I say everyone; what I really mean is whoever's able to get their hands on the newest stuff before it all sells out. "You'd have to be sort of dead, deaf, dumb, blind to not think they just did what no one else had done, which was sort of copy the Supreme playbook," says fashion writer Daryoush Haj-Najafi, about Palace's tactic of producing short runs, keeping availability low and demand high.
Palace has another contemporary in New York's Hood By Air, a brand formed at parties, with one mastermind who wanted his logo as big and bold as it could be. HBA has headed down a different route, but the methodology of success is similar. "I guess every genius steals, right?" says Haj-Najafi. "So I don't see anything wrong with that, because they gave it a really British set of references."
That Britishness has undoubtedly played a role in Palace's popularity – both in the UK, authentically reimagining classic British style tropes, and in the US, which is enjoying a second British invasion. As grime basks in its mainstream glory and the US finally catches on, the aesthetic becomes more appealing to its newfound fans.
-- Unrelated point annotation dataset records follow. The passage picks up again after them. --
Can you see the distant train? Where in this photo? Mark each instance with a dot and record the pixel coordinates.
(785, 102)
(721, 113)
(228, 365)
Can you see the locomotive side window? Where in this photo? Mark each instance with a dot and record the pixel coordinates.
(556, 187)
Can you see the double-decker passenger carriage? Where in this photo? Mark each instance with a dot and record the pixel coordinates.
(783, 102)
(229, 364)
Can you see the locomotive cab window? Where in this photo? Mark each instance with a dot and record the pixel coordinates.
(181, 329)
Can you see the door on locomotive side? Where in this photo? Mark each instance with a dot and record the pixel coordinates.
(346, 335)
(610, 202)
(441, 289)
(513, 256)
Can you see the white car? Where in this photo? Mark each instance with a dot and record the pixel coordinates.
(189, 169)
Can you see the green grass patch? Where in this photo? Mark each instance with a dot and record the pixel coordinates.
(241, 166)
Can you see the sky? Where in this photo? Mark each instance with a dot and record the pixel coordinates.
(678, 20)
Conveniently, Palace are there waiting with their Reebok Classics and branded windbreakers to plug the gap. Tracksuits are, of course, not foreign to Americans – as anyone who's watched The Sopranos can attest – but pumping the scally-luxe look at a bunch of unsuspecting American teenagers is quite a feat.
Plenty of skate brands making nice clothes – Thames, Yardsale, Alltimers – have popped up in the time Palace has been around, but none have managed nearly the same level of global success. So beyond the whole authenticity and exclusivity thing, what has Palace got so right?
"The massive boom in buying and reselling has meant that Palace has ridden the wave of teenagers who have thousands of pounds to spend a year on clothes," says Haj-Najafi, of the mini-economy online, in Facebook groups like Wavey Garms and The Basement. That undoubtedly plays a part, yes, but aside from the resale market Palace also has to be commended on its quality and attention to detail, both in the clothes and all the thing on the periphery.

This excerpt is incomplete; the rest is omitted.